Re: sort a foreach on a stat value?
Hi -
joshua.i.stone wrote:
> [...] One thing I've noticed is that our foreach syntax has
> different semantics than other languages [...]
Indeed, just like in awk, we iterate over indexes rather than values.
> [...]
> foreach ([tid, c=@count-, a=@avg++, h=@hist_log] in mystats)
> [...]
That sort of thing has some promise at abbreviating that excessive
duplication hunt made an example of in bug #2115.
While this does not address sorting, another related syntactical
possibility is to infer a "[idx1, idx2]" suffix on undecorated
occurrences of the indexed array within the body of a foreach:
foreach ([x,y] in thingie)
total += thingie # implied [x,y]
foreach ([x,y,z] in mystats)
printf("%d %d %d", @count(mystats), @sum(mystats), @min(mystats))
The latter could be abbreviated further to "@count, @sum, @min", to
infer the innermost-looped array itself, plus its index tuple.
A later independent optimization could make sure that the translator
does not emit duplicate array-lookup operations within loops.
> [...]
> > foreach (tid in stat) // sort by value -> ???
> > stat_counts[tid] = @count(stat[tid])
> > foreach (tid in stat_counts-)
> > printf("%d: %d\n", tid, stat_counts[tid]) # and/or
> > @avg(stat[tid])) etc. }
> [...]
> This is a passable workaround, yes. The downside is that if stat were
> very large, I would have to fudge with the maxaction counter. If I was
> only interested in maybe the top 20, then with a single loop construct
> it's easy to break out after 20 and not hit the MAXACTION boundary.
Unless I'm mistaken, the current runtime aggregates the whole pmap for
loops/sorting, even if you want just the top 20. This cost will be
fully reflected in activity count (bug #1885) at some point. It is
unlikely to cost much less than the explicit copying loop above.
I wonder if this behavior makes sorting on statistical values
sufficiently inefficient that special syntax is not sufficiently
justified at this point, given that open-coding is possible.

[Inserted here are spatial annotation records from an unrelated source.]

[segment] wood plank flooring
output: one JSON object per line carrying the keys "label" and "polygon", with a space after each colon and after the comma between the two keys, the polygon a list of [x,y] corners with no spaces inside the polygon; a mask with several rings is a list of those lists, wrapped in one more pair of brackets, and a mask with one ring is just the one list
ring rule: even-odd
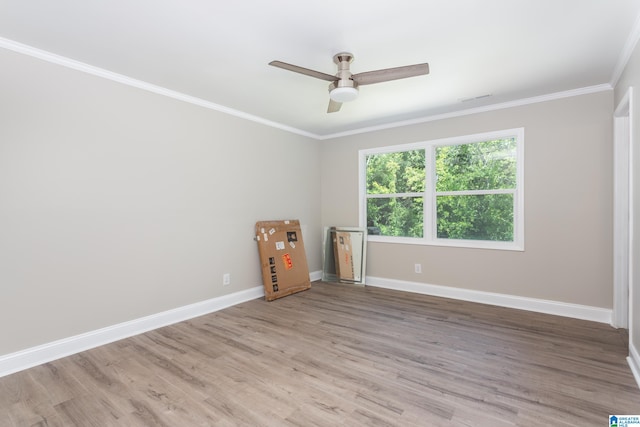
{"label": "wood plank flooring", "polygon": [[625,331],[314,283],[0,378],[0,426],[604,426]]}

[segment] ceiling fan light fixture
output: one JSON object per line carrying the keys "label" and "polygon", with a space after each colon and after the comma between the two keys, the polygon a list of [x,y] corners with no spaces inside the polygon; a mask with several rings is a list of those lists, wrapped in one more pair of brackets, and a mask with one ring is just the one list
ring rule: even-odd
{"label": "ceiling fan light fixture", "polygon": [[329,92],[329,97],[335,102],[349,102],[358,97],[358,89],[355,87],[337,87]]}

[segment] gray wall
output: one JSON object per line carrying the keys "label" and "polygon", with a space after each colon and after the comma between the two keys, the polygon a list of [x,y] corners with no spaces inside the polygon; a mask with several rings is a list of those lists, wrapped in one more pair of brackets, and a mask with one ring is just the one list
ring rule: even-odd
{"label": "gray wall", "polygon": [[605,91],[325,141],[322,223],[358,224],[359,149],[524,127],[524,252],[369,243],[367,275],[611,308],[612,109]]}
{"label": "gray wall", "polygon": [[[630,87],[633,87],[634,91],[632,99],[634,111],[630,119],[633,121],[634,131],[631,142],[634,150],[631,168],[632,173],[635,175],[635,180],[633,183],[634,193],[631,196],[631,203],[633,204],[635,233],[631,236],[631,241],[635,258],[632,260],[634,277],[633,283],[631,283],[634,298],[631,300],[629,308],[631,312],[630,320],[633,322],[633,324],[630,325],[630,332],[633,335],[631,337],[631,344],[638,347],[638,345],[640,345],[640,259],[638,259],[638,254],[640,254],[640,246],[638,246],[638,242],[640,242],[640,44],[636,45],[615,87],[614,107],[619,104]],[[636,351],[638,351],[638,348],[636,348]]]}
{"label": "gray wall", "polygon": [[261,286],[257,220],[300,219],[321,269],[318,141],[0,64],[0,355]]}

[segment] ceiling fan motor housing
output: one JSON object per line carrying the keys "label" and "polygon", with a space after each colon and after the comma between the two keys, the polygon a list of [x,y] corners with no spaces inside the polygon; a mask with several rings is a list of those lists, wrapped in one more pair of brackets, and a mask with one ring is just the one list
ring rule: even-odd
{"label": "ceiling fan motor housing", "polygon": [[349,64],[353,62],[353,59],[353,54],[347,52],[338,53],[333,56],[333,62],[338,65],[338,72],[336,73],[338,81],[329,85],[329,91],[336,87],[358,88],[358,84],[351,79],[352,73],[349,69]]}

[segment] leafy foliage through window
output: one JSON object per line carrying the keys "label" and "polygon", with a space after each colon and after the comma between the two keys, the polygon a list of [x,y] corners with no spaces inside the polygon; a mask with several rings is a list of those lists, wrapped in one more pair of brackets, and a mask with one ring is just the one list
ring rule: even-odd
{"label": "leafy foliage through window", "polygon": [[520,243],[522,130],[485,136],[361,153],[370,234]]}

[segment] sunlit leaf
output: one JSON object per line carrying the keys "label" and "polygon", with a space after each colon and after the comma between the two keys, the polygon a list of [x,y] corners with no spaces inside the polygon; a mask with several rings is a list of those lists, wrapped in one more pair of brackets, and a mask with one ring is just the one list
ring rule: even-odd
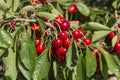
{"label": "sunlit leaf", "polygon": [[13,38],[5,30],[0,29],[0,47],[8,48],[13,44]]}
{"label": "sunlit leaf", "polygon": [[50,69],[50,58],[49,49],[51,47],[51,42],[48,44],[45,51],[36,59],[35,68],[33,72],[33,80],[42,80],[48,76]]}
{"label": "sunlit leaf", "polygon": [[17,79],[17,67],[16,67],[16,53],[12,48],[9,48],[5,52],[5,56],[2,58],[5,65],[5,76],[9,77],[11,80]]}
{"label": "sunlit leaf", "polygon": [[96,59],[89,48],[87,48],[85,59],[86,59],[86,75],[87,77],[91,77],[96,71]]}

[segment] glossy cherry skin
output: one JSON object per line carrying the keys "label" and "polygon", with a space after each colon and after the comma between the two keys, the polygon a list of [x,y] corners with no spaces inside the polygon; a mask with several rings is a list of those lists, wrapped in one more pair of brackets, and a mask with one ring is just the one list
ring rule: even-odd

> >> Along the same lines, it would be extremely useful to be able to do
> >> "cascading" sort - i.e. sort by more than one field.
> >
> > [...]
> > foreach ([x1+, x2--, y2+++] in array----) { ... }
>
> That's not a bad suggestion, though I think it's not obvious in which
> order the cascading happens. [...]
I guess we'd pick and document one of the two interpretations.
- FChE